La mujer la miró. Parecía tener lágrimas en sus ojos azules. La peluca le había quedado torcida.

—¿Y por qué pegas tú, mala puta? —dijo entre sollozos.

Durante unos instantes permaneció en silencio, con expresión de impotencia. Después intentó una contraofensiva y dijo, histérica:

—¡Vete a la mierda! ¡Dejadme en paz y venid cuando tengáis algo de que acusarme!

Åsa Torell revolvió en su bolso y sacó papel y lápiz.

—Lo que me interesa es otra cosa. Tú no has trabajado nunca por tu cuenta, y seguramente ahora tampoco, así que dime quién es el que mueve los hilos.

—Tú eres idiota. ¿Crees que te lo voy a decir?

Åsa Torell fue hacia el teléfono, que estaba en el tocador. Era un aparato gris claro del modelo Dialog. Se inclinó y anotó el número que ponía en el aparato. Luego lo marcó, y sonó como si comunicaran.

—¿Lo ves? No hay que dejar el papelito con el número verdadero, porque ahora lo podrán localizar, esté a nombre de quien esté.

La mujer se hundió todavía más en el sillón y le echó una mirada, mezcla de odio y resignación.
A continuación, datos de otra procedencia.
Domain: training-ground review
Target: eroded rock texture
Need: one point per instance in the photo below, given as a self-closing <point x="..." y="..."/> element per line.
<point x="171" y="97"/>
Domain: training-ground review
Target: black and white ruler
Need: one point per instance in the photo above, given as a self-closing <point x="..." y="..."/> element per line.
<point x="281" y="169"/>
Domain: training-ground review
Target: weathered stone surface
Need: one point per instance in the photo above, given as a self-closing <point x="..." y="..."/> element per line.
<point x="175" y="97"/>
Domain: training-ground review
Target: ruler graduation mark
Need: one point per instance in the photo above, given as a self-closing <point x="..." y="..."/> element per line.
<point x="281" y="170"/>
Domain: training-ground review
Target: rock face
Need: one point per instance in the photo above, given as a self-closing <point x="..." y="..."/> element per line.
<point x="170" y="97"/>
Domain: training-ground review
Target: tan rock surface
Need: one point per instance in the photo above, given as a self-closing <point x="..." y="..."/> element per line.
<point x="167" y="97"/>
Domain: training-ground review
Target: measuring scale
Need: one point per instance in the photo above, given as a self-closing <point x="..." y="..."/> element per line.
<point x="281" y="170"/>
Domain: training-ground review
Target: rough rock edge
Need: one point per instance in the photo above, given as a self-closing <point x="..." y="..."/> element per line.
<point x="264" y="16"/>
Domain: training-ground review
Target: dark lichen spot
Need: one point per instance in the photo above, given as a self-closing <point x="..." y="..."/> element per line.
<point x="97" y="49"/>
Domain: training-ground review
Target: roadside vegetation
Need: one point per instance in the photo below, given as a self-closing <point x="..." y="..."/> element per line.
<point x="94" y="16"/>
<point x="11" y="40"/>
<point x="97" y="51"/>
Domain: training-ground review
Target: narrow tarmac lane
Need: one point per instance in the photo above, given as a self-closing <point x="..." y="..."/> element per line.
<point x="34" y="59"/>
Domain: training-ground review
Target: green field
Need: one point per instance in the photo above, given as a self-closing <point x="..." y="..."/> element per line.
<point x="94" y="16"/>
Al cabo de un rato miró el reloj y dijo, en tono quejumbroso:

—¿Por qué no te vas a la porra de una vez? Ya me has demostrado lo lista que es la policía.

—Todavía no —dijo Åsa Torell con suavidad—. Espera un poco.

Helena Hansson parecía totalmente confundida por el desarrollo de los acontecimientos. Aquello era algo con lo que no había contado. Todo aquello se salía del programa y no encajaba para nada con lo que acostumbraba suceder en casos similares. Además, aquella mujer policía sabía tanto de su vida pasada que no merecía la pena seguir fingiendo. Se iba poniendo nerviosa y no hacía más que mirar el reloj una y otra vez. Veía que la otra estaba esperando algo, pero no sabía qué.